Shortly before his retirement, Senator Barbara Boxer (D-CA) attempted to punish Admiral Kelso by recommending a reduction in rank from four-star Admiral to two-star Rear Admiral (Upper Half). Under Congressional law, all military promotions for flag officers to have three or four stars are at the behest of the Senate, and said promotions can be revoked, as was the case of Pacific Fleet Commander Husband Kimmel following the Pearl Harbor attack, who was demoted from 4-star to 2-star rank; and Richard Dunleavy, Kelso's Assistant Chief of Naval Operations for Air Warfare, who was demoted from 3-star to 2-star rank as a result of Tailhook. Boxer claimed Kelso was deserving of punishment on the grounds that as the Navy's top officer, he bore ultimate responsibility for what happened at Tailhook.
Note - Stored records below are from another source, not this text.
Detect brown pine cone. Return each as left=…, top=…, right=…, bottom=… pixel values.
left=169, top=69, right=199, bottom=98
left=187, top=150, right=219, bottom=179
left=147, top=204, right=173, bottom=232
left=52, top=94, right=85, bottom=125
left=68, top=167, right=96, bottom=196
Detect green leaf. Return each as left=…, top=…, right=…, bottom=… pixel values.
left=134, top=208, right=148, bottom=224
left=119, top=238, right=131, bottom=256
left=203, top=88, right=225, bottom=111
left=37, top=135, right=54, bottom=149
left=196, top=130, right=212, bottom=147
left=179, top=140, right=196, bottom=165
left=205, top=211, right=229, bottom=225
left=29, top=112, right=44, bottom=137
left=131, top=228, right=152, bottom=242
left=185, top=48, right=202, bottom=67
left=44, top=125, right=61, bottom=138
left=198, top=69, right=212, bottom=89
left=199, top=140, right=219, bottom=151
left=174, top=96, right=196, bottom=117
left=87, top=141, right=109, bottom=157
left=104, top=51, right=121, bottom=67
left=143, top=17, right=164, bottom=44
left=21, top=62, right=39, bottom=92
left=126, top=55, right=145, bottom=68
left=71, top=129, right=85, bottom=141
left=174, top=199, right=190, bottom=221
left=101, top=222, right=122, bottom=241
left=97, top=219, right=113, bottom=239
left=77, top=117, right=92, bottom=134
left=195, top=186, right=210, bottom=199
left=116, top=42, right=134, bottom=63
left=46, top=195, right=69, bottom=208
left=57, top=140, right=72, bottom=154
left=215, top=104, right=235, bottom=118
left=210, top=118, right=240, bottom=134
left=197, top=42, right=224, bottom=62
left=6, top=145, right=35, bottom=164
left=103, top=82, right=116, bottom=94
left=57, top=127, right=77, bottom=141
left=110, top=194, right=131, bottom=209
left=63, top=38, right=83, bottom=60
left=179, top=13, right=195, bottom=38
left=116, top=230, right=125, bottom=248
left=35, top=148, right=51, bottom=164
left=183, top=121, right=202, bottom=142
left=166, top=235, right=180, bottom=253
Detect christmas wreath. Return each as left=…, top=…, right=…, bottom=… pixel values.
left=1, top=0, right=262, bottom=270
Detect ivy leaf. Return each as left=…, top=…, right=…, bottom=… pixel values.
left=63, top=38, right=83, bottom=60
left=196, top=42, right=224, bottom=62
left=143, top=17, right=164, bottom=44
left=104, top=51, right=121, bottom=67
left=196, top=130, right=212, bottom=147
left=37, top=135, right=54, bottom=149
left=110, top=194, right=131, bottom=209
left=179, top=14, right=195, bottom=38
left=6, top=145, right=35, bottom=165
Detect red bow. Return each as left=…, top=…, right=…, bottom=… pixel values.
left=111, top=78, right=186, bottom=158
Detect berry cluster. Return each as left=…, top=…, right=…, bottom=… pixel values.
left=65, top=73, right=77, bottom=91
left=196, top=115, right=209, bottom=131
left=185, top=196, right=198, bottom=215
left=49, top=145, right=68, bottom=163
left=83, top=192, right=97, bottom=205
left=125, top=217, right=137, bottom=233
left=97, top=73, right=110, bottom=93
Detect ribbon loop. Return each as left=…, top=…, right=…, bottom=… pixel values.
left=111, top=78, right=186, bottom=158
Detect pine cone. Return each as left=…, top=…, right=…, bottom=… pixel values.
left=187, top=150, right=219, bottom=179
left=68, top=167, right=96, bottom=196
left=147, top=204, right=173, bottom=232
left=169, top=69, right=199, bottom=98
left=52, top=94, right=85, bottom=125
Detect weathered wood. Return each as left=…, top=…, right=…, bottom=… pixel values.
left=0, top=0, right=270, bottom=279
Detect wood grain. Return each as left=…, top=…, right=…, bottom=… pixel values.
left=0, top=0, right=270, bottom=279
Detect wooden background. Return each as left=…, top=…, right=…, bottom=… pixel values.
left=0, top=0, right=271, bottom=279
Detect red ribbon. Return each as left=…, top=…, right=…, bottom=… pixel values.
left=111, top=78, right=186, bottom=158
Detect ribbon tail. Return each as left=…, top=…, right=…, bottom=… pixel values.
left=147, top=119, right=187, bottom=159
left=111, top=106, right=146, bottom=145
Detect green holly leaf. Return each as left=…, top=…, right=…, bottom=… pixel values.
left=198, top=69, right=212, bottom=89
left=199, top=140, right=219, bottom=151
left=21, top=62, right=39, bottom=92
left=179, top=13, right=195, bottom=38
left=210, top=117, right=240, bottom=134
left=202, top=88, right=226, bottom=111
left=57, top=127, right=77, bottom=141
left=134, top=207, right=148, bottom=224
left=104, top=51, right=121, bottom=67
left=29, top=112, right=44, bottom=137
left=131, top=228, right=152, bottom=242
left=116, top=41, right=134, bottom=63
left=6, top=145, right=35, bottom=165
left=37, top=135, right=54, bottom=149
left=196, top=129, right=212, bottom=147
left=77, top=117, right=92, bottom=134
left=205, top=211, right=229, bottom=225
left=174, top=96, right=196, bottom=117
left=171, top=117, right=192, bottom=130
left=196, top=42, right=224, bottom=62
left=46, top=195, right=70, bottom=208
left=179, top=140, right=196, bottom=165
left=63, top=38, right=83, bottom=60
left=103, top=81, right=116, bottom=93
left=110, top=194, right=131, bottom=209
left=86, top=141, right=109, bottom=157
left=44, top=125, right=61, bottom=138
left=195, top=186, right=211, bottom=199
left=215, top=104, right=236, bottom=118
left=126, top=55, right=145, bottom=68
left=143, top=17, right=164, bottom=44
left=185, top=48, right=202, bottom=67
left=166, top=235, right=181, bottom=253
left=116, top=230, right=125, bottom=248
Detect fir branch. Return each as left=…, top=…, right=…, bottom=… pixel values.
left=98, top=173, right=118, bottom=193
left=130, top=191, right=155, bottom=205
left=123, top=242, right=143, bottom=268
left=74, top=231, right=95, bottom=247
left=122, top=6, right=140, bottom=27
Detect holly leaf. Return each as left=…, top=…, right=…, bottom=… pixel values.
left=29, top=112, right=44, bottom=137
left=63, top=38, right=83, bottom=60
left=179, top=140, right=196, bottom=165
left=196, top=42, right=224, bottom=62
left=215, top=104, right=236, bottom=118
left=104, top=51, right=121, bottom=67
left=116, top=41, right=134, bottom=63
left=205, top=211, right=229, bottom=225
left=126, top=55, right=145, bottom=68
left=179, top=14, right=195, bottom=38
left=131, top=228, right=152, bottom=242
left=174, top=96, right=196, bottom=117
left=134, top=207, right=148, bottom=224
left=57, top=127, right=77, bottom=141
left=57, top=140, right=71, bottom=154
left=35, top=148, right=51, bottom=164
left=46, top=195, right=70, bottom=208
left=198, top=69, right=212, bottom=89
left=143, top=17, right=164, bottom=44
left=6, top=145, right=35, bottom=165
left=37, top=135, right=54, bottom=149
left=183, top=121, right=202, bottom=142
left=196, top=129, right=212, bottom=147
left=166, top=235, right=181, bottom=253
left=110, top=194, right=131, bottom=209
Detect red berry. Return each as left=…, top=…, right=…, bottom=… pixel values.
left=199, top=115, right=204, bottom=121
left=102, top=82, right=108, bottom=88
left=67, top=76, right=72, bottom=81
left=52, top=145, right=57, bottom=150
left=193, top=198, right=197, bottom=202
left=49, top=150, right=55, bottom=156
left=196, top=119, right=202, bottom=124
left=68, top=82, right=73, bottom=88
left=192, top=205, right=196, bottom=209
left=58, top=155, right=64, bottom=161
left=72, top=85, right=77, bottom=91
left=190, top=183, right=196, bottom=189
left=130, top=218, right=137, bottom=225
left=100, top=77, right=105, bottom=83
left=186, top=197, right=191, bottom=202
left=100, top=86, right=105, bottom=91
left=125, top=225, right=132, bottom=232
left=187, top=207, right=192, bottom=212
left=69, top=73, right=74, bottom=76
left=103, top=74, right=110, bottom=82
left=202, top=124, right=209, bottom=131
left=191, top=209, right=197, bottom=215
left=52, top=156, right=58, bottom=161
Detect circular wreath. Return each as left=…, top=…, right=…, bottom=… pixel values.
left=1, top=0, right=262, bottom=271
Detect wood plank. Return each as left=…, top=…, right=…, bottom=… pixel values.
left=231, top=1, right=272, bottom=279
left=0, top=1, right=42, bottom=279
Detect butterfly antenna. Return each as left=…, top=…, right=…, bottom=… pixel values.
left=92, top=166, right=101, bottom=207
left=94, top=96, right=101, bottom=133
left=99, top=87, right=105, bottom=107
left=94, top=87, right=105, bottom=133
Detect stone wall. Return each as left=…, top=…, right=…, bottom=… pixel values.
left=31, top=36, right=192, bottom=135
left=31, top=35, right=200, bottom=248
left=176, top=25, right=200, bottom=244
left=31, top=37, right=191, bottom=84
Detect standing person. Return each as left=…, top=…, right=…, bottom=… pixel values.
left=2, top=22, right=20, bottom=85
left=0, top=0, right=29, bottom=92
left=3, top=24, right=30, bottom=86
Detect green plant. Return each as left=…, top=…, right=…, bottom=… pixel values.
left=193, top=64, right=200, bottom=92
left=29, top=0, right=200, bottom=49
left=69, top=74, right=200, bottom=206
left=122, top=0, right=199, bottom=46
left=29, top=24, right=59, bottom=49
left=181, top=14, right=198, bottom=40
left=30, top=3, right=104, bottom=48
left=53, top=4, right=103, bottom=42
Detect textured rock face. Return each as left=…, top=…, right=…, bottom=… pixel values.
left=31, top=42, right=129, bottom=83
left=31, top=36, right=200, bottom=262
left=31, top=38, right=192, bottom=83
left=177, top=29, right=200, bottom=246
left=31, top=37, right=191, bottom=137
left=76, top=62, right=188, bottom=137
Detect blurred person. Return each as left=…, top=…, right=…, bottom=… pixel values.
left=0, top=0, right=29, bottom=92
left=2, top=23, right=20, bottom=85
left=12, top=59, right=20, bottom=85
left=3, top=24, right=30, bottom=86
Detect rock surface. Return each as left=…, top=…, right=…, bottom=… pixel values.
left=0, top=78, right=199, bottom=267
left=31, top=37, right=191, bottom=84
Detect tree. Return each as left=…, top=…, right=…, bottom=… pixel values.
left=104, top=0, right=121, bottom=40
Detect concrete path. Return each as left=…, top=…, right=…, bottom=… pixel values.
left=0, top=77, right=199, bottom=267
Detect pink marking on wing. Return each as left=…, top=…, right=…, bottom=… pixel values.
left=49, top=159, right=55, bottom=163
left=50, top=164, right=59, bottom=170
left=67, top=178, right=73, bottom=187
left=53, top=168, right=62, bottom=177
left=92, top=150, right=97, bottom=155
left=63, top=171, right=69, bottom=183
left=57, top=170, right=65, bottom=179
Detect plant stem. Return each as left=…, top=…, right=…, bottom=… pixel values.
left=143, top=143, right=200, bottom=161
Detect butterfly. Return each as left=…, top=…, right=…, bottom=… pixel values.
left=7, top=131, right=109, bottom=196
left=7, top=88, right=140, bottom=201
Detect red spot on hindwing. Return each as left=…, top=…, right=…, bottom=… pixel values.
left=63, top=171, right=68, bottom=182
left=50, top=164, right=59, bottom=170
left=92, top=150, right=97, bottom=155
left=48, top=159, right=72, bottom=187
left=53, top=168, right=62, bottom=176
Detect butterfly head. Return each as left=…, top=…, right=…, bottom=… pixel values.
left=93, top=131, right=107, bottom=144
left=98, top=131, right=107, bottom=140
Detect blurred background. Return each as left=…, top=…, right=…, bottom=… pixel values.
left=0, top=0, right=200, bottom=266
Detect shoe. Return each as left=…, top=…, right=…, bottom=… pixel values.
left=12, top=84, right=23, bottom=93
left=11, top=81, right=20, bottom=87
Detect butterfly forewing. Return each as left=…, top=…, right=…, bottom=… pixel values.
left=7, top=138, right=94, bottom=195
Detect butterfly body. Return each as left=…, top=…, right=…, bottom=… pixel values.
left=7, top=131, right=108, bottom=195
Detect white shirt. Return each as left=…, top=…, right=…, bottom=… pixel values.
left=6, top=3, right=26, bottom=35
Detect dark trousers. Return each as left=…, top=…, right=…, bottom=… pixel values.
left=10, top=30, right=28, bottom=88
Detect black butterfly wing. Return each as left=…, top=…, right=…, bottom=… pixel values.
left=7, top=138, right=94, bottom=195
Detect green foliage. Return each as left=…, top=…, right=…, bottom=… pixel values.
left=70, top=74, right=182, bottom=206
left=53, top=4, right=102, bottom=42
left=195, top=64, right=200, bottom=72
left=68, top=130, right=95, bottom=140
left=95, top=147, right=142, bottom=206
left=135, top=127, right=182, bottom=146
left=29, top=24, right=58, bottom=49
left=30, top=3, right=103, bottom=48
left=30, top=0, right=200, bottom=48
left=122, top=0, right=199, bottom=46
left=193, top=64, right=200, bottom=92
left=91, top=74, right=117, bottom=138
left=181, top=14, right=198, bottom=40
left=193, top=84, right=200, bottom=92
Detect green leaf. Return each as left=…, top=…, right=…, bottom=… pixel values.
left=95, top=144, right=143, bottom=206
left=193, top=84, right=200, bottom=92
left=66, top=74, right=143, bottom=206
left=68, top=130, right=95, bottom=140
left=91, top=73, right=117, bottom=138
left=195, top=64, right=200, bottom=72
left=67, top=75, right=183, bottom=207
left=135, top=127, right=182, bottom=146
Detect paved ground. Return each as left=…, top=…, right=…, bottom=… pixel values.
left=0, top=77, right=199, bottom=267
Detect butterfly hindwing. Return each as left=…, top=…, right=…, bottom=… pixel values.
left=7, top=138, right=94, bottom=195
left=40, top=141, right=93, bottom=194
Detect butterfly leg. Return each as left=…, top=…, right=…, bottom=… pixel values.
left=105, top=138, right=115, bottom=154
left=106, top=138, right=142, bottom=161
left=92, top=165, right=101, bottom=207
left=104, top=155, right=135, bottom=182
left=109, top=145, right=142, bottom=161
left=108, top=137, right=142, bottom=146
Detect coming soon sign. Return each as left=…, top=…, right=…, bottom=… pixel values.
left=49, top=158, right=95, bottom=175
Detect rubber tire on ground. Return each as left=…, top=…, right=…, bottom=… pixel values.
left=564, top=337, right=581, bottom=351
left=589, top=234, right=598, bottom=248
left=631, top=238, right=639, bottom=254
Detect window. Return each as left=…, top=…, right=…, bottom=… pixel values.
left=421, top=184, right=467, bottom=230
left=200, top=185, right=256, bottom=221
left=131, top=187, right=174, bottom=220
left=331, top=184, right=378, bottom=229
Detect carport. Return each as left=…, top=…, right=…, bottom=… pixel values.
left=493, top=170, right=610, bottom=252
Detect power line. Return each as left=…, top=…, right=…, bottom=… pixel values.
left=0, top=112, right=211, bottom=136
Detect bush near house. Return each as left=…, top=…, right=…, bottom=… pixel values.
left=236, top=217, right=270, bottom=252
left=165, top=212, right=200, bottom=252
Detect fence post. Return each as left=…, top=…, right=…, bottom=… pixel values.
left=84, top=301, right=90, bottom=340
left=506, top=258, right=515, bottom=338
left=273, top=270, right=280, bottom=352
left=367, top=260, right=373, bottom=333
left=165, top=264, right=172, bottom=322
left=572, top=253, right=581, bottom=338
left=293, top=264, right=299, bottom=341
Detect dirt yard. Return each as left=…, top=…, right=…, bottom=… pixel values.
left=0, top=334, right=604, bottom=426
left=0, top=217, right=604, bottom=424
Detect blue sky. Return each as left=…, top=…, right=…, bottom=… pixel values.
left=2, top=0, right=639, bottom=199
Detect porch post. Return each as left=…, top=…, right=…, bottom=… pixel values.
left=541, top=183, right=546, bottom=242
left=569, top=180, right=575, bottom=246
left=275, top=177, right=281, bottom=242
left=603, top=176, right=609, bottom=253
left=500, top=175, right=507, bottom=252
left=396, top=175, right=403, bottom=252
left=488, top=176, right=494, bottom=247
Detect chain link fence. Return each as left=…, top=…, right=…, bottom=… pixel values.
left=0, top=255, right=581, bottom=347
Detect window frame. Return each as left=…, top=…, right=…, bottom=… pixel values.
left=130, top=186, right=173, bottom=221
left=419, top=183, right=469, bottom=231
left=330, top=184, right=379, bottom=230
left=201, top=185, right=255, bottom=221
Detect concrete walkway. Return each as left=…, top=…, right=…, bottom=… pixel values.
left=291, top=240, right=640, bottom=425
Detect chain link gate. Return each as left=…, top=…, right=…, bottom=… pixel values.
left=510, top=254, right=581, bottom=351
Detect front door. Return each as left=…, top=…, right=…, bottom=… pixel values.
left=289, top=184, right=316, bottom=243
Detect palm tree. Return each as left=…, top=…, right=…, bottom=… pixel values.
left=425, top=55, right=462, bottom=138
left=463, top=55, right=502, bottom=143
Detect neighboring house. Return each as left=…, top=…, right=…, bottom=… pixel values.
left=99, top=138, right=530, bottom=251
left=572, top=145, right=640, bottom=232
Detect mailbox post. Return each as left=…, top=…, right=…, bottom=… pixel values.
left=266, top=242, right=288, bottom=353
Boxer's attempt at punishment failed when a majority of Senators agreed that Kelso had taken the correct and proper actions in handling the affair. Accordingly, he was allowed to retire at his full four-star rank. Kelso's supporters praised his overhaul of officer training that eliminated the separate Aviation Officer Candidate School (AOCS) at NAS Pensacola, FL, for non-USNA and non-NROTC college graduates that had traditionally set many naval aviators and naval flight officers apart from their other officer peers, and for tough new policies on sexual harassment. Had Kelso been demoted, it would have been a significant loss in his military pension.

Medals and Awards

Defense Distinguished Service Medal
Navy Distinguished Service Medal (3 Awards)
Legion of Merit (4 Awards)
Meritorious Service Medal
Navy Commendation Medal

In Retirement

Admiral Kelso currently resides in his place of birth in Fayetteville, TN.